Introduction

Aozan is a tool that automatically handle Illumina sequencer generated data from the end of sequencing to the demultiplexing while also performing quality control. One of the greatest strength of Aozan is that it doesn't require any user action to process data.

Each step of the post-sequencing data processing is rather easy to do. However, the duration of each step (data transfer, demultiplexing and quality control) is quite long and before getting data ready to analysis, user must watch the end of each step to avoid waste of time. Executing these tasks after each sequencing process is a laborious job. Aozan allows to save time by automate all these tasks. In addition, Aozan provide a Bcl2fastq CSV samplesheet generator from an XLS or XLSX file to avoid common syntax errors in the CSV file and to allow usage of alias for the index sequences. This online tool is available here.

Principles

Aozan is not an interactive tool, it communicates with users through mails. It is launched regularly (usually every hour) through a cron job. There are 6 steps in Aozan. Once the end of a run has been discovered, synchronization, demultiplexing, recompression and quality control will be automatically executed. However, if the end of another run is discovered at the end of this last 4 steps, the synchronization of the new run will be launched before resuming the end of the analysis of the previous run.

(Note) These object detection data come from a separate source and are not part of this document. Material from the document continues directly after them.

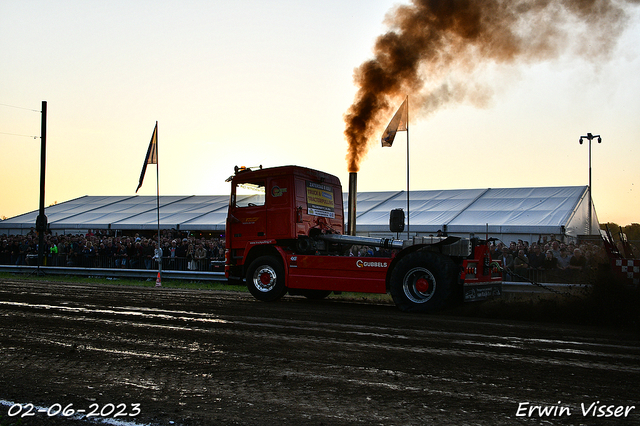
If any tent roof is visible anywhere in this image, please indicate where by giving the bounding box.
[0,186,597,238]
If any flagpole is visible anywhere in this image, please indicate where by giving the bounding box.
[156,121,162,287]
[405,95,411,240]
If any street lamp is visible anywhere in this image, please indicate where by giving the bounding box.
[579,133,602,235]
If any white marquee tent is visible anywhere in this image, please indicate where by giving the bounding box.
[0,186,599,242]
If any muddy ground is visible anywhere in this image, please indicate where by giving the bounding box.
[0,280,640,426]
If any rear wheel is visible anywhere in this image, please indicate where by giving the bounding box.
[390,251,456,312]
[247,256,287,302]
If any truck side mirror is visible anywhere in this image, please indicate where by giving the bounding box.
[389,209,404,232]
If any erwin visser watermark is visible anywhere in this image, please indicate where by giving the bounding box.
[516,401,636,417]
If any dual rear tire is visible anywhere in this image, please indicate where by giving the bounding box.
[389,251,457,312]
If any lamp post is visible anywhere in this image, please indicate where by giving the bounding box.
[579,133,602,235]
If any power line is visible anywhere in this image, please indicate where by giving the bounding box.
[0,132,39,139]
[0,104,42,112]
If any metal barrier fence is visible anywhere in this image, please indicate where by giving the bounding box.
[18,253,224,272]
[0,261,588,294]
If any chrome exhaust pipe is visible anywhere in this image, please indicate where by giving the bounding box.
[347,172,358,236]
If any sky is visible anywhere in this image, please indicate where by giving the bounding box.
[0,0,640,225]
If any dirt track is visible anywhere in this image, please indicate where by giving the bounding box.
[0,280,640,426]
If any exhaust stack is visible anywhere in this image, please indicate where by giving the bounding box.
[347,172,358,236]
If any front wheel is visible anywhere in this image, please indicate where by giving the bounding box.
[389,251,456,312]
[247,256,287,302]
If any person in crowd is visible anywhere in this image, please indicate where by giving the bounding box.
[568,249,587,272]
[142,238,155,269]
[513,249,529,281]
[528,243,545,269]
[500,246,513,281]
[193,244,209,271]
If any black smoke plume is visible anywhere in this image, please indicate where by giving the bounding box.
[344,0,640,172]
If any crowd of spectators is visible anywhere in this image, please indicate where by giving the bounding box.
[0,230,624,282]
[491,235,609,283]
[0,230,224,271]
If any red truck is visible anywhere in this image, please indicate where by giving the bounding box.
[225,166,502,312]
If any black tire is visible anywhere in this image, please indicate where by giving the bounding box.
[389,251,456,312]
[247,256,287,302]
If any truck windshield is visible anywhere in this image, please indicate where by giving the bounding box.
[236,182,265,207]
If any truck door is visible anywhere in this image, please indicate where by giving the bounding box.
[226,180,267,253]
[267,176,296,239]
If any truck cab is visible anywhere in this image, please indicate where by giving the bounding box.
[226,166,344,278]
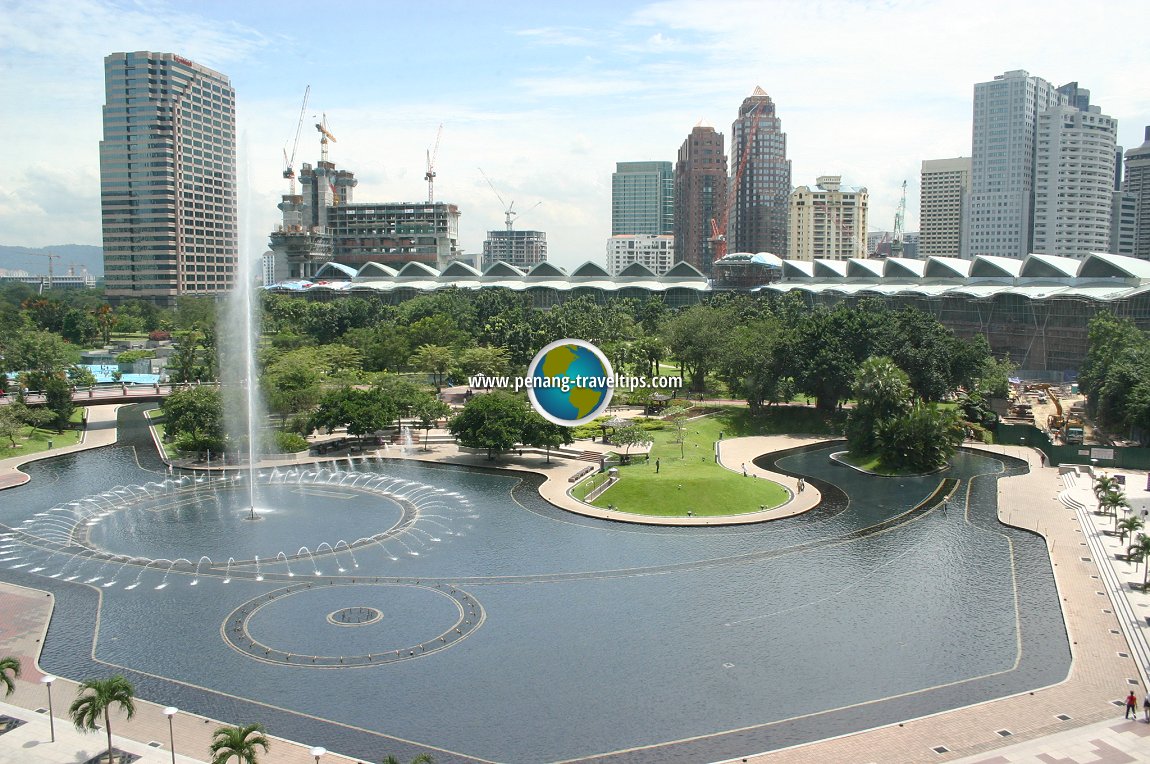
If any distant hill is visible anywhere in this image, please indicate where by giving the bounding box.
[0,244,104,278]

The 6 native steps of Aozan are:

  1. New run discovering step
  2. End run discovering step
  3. Synchronization step (Optional)
  4. Demultiplexing step
  5. Recompression step (Optional)
  6. Quality control step

Aozan demo installation script

To simply the installation and configuration of Azan, we provide a shell script, that allow to create all directories required by Aozan and a valid configuration file for your system. This script can also download all the files required by the demo (Azoan, raw data and reference data). However, you still need to install the Aozan requierements.

The script is available in the example data section of the documentation.

Requirements

To run Aozan, you need to install the following software:

  • Java 7 or above (tested with Oracle JRE and OpenJDK)
  • bcl2fastq 2 (tested with bcl2fastq 2.17.1.14 and 2.18.0.12)
  • rsync 3.0.x or later

On Debian/Ubuntu, you can install requirements (except Bcl2fastq) using the 'apt-get' command, here is an example:

$ sudo apt-get install openjdk-7-jre-headless rsync

Installing bcl2fastq2

The Bcl2FastQ conversion software is a tool which handle bcl conversion and demultiplexing of both unzipped and zipped bcl files. bcl2fastq 2 can be downloaded on the Illumina website here.

On CentOS, you can install Bcl2fastq using the following commands:

$ cd /tmp
$ wget http://support.illumina.com/content/dam/illumina-support/documents/downloads/software/bcl2fastq/bcl2fastq2-v2-18-0-12-linux-x86-64.zip

# Install
$ unzip bcl2fastq2-*.zip
$ yum -y --nogpgcheck localinstall /tmp/bcl2fastq2-*.rpm

# Patch a punctual error to search css file for create the final report html
$ cd /usr/local/bin
$ ln -s ../share/

# Install requiered dependencies
$ yum install -y zip.x86_64

As Bcl2fastq 2 is a static binary, you can also use the RPM package on Debian/Ubuntu using the following commands:

$ cd /tmp
$ wget http://support.illumina.com/content/dam/illumina-support/documents/downloads/software/bcl2fastq/bcl2fastq2-v2-18-0-12-linux-x86-64.zip
$ unzip bcl2fastq2-*.zip
$ alien -i bcl2fastq2-*.rpm

Installing ncbi-blast+ (optional requireement for quality control)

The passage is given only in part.